Here's David Berlinski's take on Gödel... okay, let's go eat!
Godel's theorem is proved using statements that refer to themselves. Such statements can lead to paradoxes. An example is, this statement is false. If the statement is true, it is false. And if the statement is false, it is true. Another example is, the barber of Corfu shaves every man who does not shave himself. Who shaves the barber? If he shaves himself, then he doesn't, and if he doesn't, then he does. Godel went to great lengths to avoid such paradoxes by carefully distinguishing between mathematics, like 2+2 =4, and meta mathematics, or statements about mathematics, such as mathematics is cool, or mathematics is consistent. That is why his paper is so difficult to read. But the idea is quite simple. First Godel showed that each mathematical formula, like 2+2=4, can be given a unique number, the Godel number. The Godel number of 2+2=4, is *. Second, the meta mathematical statement, the sequence of formulas A, is a proof of the formula B, can be expressed as an arithmetical relation between the Godel numbers for A- and B. Thus meta mathematics can be mapped into arithmetic, though I'm not sure how you translate the meta mathematical statement, 'mathematics is cool'. Third and last, consider the self referring Godel statement, G. This is, the statement G can not be demonstrated from the axioms of mathematics. Suppose that G could be demonstrated. Then the axioms must be inconsistent because one could both demonstrate G and show that it can not be demonstrated. On the other hand, if G can't be demonstrated, then G is true. By the mapping into numbers, it corresponds to a true relation between numbers, but one which can not be deduced from the axioms. Thus mathematics is either inconsistent or incomplete. The smart money is on incomplete.
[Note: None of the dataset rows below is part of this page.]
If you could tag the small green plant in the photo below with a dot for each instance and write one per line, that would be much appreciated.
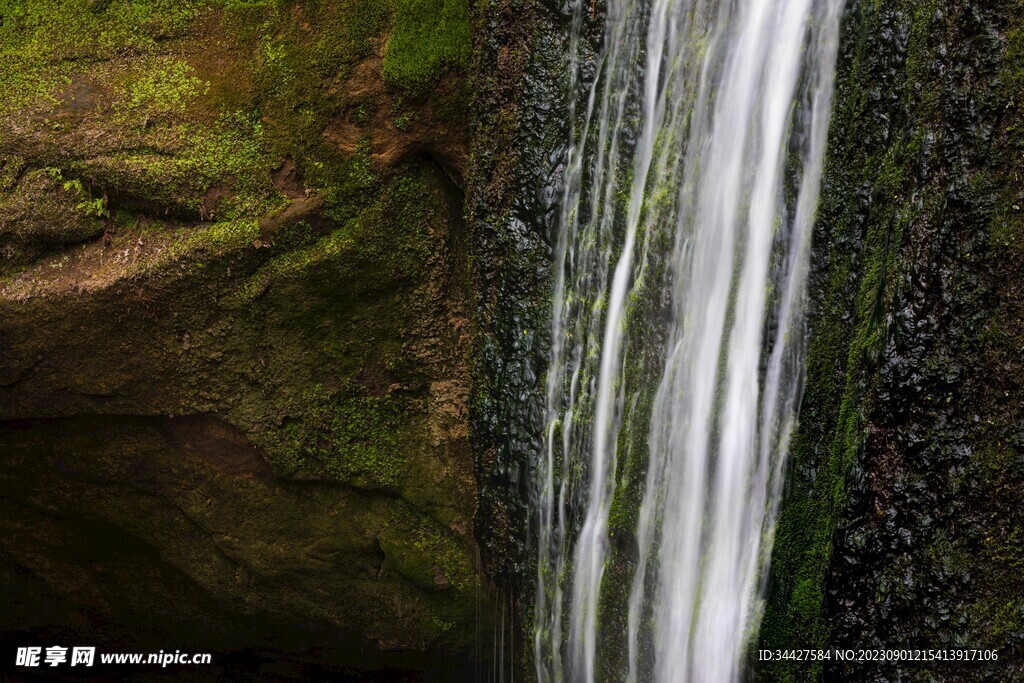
(91, 206)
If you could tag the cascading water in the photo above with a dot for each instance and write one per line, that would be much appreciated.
(689, 191)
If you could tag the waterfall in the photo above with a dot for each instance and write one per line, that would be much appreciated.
(690, 184)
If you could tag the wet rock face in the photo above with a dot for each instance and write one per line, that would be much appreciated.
(901, 524)
(233, 391)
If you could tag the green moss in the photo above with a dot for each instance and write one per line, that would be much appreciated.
(354, 437)
(420, 548)
(428, 36)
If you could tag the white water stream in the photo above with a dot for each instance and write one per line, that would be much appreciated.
(691, 181)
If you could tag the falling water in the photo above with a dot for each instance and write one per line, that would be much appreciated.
(684, 238)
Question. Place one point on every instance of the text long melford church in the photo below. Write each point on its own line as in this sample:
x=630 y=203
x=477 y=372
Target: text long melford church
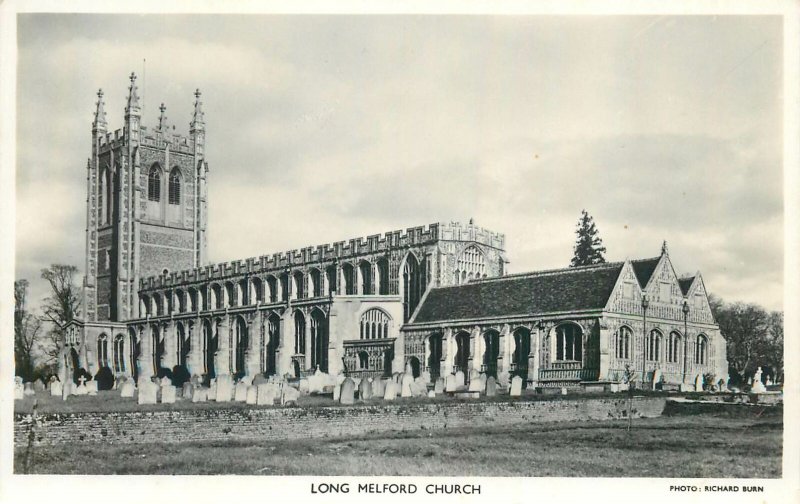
x=434 y=298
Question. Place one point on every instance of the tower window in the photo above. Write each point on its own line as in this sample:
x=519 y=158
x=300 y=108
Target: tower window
x=154 y=184
x=175 y=187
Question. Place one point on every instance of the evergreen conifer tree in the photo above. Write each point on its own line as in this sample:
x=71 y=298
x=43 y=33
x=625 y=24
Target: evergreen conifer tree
x=589 y=247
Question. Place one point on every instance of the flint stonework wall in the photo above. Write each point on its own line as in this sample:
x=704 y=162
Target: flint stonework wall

What is the relation between Godel’s theorem and whether we can formulate the theory of the universe in terms of a finite number of principles? One connection is obvious. According to the positivist philosophy of science, a physical theory is a mathematical model. So if there are mathematical results that can not be proved, there are physical problems that can not be predicted. One example might be the Goldbach conjecture. Given an even number of wood blocks, can you always divide them into two piles, each of which can not be arranged in a rectangle? That is, it contains a prime number of blocks.
Although this is incompleteness of sort, it is not the kind of unpredictability I mean. Given a specific number of blocks, one can determine with a finite number of trials whether they can be divided into two primes. But I think that quantum theory and gravity together, introduces a new element into the discussion that wasn't present with classical Newtonian theory. In the standard positivist approach to the philosophy of science, physical theories live rent free in a Platonic heaven of ideal mathematical models. That is, a model can be arbitrarily detailed and can contain an arbitrary amount of information without affecting the universes they describe. But we are not angels, who view the universe from the outside. Instead, we and our models are both part of the universe we are describing. Thus a physical theory is self referencing, like in Godel’s theorem. One might therefore expect it to be either inconsistent or incomplete. The theories we have so far are both inconsistent and incomplete.
originally posted by: FlyInTheOintment
Nice thread, thanks for reminding us in what will, for some, feel like a timely synchronous reminder of things one used to know, yet which had 'fallen beyond the bounds of the system' due to distraction in the new media age..
originally posted by: Nothin
a reply to: neoholographic
Ain't it beautiful how everything has converged?
Science, spirituality, philosophy, math, and QM: Are we not living in a wonderful time of grand convergence?
For me: everything converged into nothingness, revealing that nothing is our reality, and the world of things emanates out of nothingness.
And of course: it's unprovable, and unfortunately irritates many folks.
You know the refrain: "show me evidence, or it's BS".
But that doesn't quite stand-up to GIT, (Godel's Incompleteness Theorem), does it?
What about us having ..."...contingent existence..."... ?
Does that stand-up-to, or escape GIT?